The variants in this locus are known to be associated with autoimmune disorders such as lupus and inflammatory bowel disease, and some treatments targeting these genes already exist, improving and extending the lives of people with autoimmune conditions and cancer.
“I don't think it’s possible to overstate how important these genes are,” says Mowery, first author of the new study. “And given that they're just lying right next to one another in the genome, of course we want to go in and understand everything we can.”
The basic controls of gene expression are well established. Some of the key players are CREs, short for “cis-regulatory elements.” CREs are non-coding stretches of DNA located near the gene they regulate. CREs also interact with other regulatory elements known as trans-regulators to boost or put the brakes on DNA transcription, the first step of the gene-to-protein production line.

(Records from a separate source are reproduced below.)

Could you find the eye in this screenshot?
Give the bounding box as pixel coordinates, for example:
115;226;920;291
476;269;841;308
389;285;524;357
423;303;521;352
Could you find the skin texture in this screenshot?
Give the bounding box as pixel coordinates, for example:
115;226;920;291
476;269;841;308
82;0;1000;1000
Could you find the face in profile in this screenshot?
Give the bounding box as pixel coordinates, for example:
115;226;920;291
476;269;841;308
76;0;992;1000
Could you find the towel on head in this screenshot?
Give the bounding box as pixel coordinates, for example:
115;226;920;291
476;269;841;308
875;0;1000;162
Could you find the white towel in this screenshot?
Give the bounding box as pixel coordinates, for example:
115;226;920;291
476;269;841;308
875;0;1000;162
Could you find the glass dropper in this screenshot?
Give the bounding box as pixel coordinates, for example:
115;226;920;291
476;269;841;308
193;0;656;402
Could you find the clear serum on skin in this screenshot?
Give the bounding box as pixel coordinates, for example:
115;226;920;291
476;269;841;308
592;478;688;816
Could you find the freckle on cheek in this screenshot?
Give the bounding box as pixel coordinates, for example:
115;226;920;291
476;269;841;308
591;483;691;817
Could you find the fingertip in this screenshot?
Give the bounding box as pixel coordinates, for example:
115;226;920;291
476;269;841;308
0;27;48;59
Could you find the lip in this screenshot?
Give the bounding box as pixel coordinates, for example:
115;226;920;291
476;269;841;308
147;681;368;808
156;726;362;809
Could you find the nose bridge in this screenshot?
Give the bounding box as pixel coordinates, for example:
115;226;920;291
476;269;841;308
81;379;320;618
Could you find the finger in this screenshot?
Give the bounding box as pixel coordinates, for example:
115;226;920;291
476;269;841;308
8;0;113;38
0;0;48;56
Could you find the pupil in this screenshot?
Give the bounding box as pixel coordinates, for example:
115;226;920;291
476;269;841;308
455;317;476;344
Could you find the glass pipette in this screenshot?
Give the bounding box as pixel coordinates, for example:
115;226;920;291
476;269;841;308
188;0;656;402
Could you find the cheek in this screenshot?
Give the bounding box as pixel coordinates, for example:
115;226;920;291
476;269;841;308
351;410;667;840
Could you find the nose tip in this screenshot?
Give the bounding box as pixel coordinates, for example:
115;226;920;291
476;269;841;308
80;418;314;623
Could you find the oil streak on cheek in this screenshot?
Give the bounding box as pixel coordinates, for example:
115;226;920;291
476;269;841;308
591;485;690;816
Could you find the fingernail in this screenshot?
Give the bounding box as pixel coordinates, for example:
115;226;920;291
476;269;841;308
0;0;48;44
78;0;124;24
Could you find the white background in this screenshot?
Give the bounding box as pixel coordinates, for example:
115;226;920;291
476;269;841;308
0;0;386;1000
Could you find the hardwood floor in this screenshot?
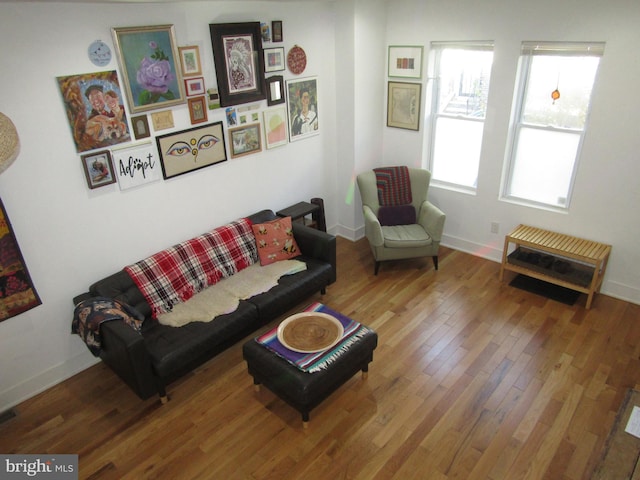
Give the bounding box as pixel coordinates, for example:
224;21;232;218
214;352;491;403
0;238;640;480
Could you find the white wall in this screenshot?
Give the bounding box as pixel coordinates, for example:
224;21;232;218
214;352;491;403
383;0;640;303
0;2;336;411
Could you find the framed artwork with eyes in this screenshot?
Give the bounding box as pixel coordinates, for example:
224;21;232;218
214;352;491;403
156;122;227;180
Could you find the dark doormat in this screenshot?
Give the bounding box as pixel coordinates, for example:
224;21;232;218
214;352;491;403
509;274;580;305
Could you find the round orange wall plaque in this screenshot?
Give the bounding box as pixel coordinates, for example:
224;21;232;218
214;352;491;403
287;45;307;75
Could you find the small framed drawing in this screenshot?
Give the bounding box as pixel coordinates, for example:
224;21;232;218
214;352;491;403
156;122;227;179
262;105;287;148
178;45;202;77
131;114;151;140
112;25;184;113
229;123;262;158
387;82;422;130
187;95;208;125
265;75;285;105
80;150;116;189
209;22;266;107
389;45;423;78
287;77;320;142
271;20;282;42
263;47;285;73
112;141;162;190
184;77;205;97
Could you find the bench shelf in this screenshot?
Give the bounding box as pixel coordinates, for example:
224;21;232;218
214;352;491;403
500;225;611;308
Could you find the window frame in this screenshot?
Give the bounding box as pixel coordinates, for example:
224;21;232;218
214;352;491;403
500;42;605;212
425;40;495;194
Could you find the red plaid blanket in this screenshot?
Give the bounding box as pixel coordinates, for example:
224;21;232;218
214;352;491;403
125;218;258;318
373;167;412;207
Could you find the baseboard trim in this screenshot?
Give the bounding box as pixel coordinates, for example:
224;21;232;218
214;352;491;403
0;354;100;412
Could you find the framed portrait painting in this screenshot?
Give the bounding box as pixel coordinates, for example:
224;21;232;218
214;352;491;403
156;122;227;179
389;45;423;78
209;22;266;107
262;105;287;148
287;77;320;141
57;70;131;153
112;25;184;113
387;82;422;130
80;150;116;189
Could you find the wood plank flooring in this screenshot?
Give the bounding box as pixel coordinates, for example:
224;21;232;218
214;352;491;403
0;238;640;480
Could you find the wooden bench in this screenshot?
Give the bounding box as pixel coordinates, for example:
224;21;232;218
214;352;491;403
500;225;611;308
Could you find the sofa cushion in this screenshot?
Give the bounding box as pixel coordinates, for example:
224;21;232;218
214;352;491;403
252;217;300;266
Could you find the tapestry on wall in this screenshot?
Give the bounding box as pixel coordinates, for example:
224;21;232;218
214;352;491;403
0;200;42;322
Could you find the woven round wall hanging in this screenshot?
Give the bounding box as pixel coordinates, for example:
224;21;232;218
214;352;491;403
0;112;20;173
287;45;307;75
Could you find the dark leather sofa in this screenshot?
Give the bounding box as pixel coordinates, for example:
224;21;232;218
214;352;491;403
74;210;336;403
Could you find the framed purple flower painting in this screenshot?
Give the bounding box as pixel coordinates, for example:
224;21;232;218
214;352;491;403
112;25;185;113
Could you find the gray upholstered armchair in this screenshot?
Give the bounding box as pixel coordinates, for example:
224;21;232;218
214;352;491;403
358;167;445;275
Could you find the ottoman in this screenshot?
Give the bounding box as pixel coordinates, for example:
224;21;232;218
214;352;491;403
242;303;378;428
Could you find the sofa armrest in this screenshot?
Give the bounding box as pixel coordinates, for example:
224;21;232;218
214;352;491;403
292;222;337;283
100;319;165;399
362;205;384;247
418;201;446;243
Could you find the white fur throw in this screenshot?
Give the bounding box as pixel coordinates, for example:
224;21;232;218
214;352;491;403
158;260;307;327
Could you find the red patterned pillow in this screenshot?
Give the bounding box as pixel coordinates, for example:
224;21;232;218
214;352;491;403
252;217;301;265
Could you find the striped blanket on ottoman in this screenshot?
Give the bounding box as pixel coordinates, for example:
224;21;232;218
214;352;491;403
125;218;258;318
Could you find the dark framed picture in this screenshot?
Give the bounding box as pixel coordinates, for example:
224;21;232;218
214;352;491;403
229;123;262;158
387;82;422;130
265;75;285;106
184;77;205;97
112;25;184;113
131;114;151;140
209;22;266;107
263;47;285;73
187;95;208;125
271;20;282;42
156;122;227;179
80;150;116;189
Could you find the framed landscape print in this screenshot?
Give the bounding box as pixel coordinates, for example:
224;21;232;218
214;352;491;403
389;45;423;78
112;25;184;113
265;75;285;105
187;95;208;125
57;70;131;153
112;141;162;190
156;122;227;179
229;123;262;158
209;22;266;107
387;82;422;130
264;47;285;73
287;77;320;141
80;150;116;189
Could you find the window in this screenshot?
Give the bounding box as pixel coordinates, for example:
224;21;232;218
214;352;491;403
502;42;604;209
429;42;493;191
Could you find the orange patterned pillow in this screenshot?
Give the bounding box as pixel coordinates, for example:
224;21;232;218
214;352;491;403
252;217;301;265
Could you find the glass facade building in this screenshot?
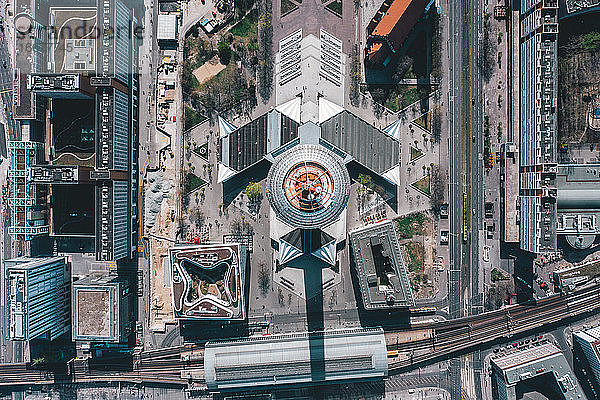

The Gladstone scientists wanted to discover the location of CREs and test the role that specific CREs play in regulating the three genes, which could then provide insight into underlying causes of disease risk.
“Given a certain cell type and its current state of activation, we wanted to know what gives rise to one gene being expressed versus another being suppressed in that same situation” Mowery says. “Answering that question becomes very complicated when you have highly coordinated regulation of genes in the same locus.”
The research team used CRISPRi to disrupt more than 11,500 target sites - each in a different human T cell - across the entire stretch of DNA containing CD28, CTLA4, and ICOS. They did this in two different types of T cells from human blood donors, then examined the effects on gene expression.
“This would not have been possible before our group’s recent development of methods for applying CRISPRi at scale in primary human T cells,” says Jimmie Ye, PhD, an affiliate investigator at Gladstone and associate professor of medicine at UC San Francisco. Along with Marson, he was a co-senior author of the study.
The team’s analysis - aided by the computational biology lab of Gladstone Senior Investigator Katie Pollard, PhD - identified and mapped the effects of specific CREs on expression of each of the three genes under different states of cellular activation.
They found that in some cases, the expression of a particular gene is controlled by different CREs, depending on the cell type or activation state. Some CREs are shared between genes but affect each gene differently, and a CRE that affects a gene’s expression might be located far from the gene itself.
“During this process, we were able validate the functional effects of specific CREs that had previously only been indirectly associated with gene expression,” Ye says.
Multi-layered Complexity
Next, the researchers incorporated previously compiled datasets and additional molecular and computational tools to identify trans-regulators of the three genes and link them to the particular CREs they affect.
The analysis also uncovered potential mechanisms for regulatory crosstalk between the genes and sites in the genetic region that appear to shape the 3D architecture of the DNA to make sure the switches focus their activities on the correct gene targets.
“We now have a far more dynamic picture of gene regulation at this locus,” says Marson, who is also director of the Parker Institute for Cancer Immunotherapy at Gladstone Institutes. “This new level of understanding could eventually lead to better therapies for autoimmune conditions and cancer.”
The team has already demonstrated one potential example: Within the identified CREs, they uncovered two genetic variants that appear to strongly affect CTLA4 expression and are associated with rheumatoid arthritis. Further research could reveal their potential clinical significance.
The researchers are also interested in the implications of their research for genome engineering to treat disease.
“There's a lot of focus on using genetic engineering to create new proteins within cells,” Ye says. “But I think going forward, it's going to be about putting all the regulatory logic together in non-protein-coding sequences in ways that allow us to exert much better control.”